Fig 7. Reaction between fully reduced cNOR wildtype and variants with oxygen.

The variants have changes around the calcium site (R121Q, E125D, E71^cQ, E71^cD) or around the D-propionate of heme b₃ (N322L and H326F). Traces show the absorbance change of cNOR in time (with the laser flash at t = 0, which gives an artefact) at 430 nm (A), 420 nm (B) and 550 nm (C, reporting on the heme c). Traces normalized as in Fig 6, experimental conditions as in Fig 2.

Fig 8. pH dependence of the ETPT for cNOR variants in and around the Ca²⁺ binding site and heme propionate region.
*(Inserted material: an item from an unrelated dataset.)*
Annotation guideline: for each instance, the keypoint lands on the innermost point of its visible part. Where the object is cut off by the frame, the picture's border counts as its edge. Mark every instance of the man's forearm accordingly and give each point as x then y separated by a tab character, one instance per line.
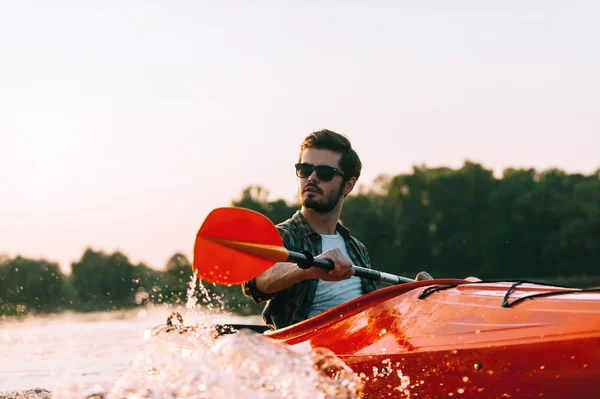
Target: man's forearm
281	276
A) Variants in the calcium ligands E122 and Y74^c compared to wildtype (black circles). Y74^cS (green triangles up), Y74^cF (pink triangles down), E122A (red squares). Shown are also the fits described in the text: Y74^cS (green line, pK_a~8.0), Y74^cF (pink line, pK_a~7.5), E122A (red line, pK_a~8.3). B) ETPT rate constants tentatively determined for variants with small amplitudes of ETPT, compared to wildtype (black circles). N322L (grey diamonds) and R121Q (approximate fits shown by red crosses) and E71^cD (blue squares). Shown are also the fits described in the text; E71^cD (blue line, pK_a~7.3), N322L (grey line, pK_a~7.2). A,B) The WT data (from [7,8]) was fitted to a pK_a of ~6.6 (black line).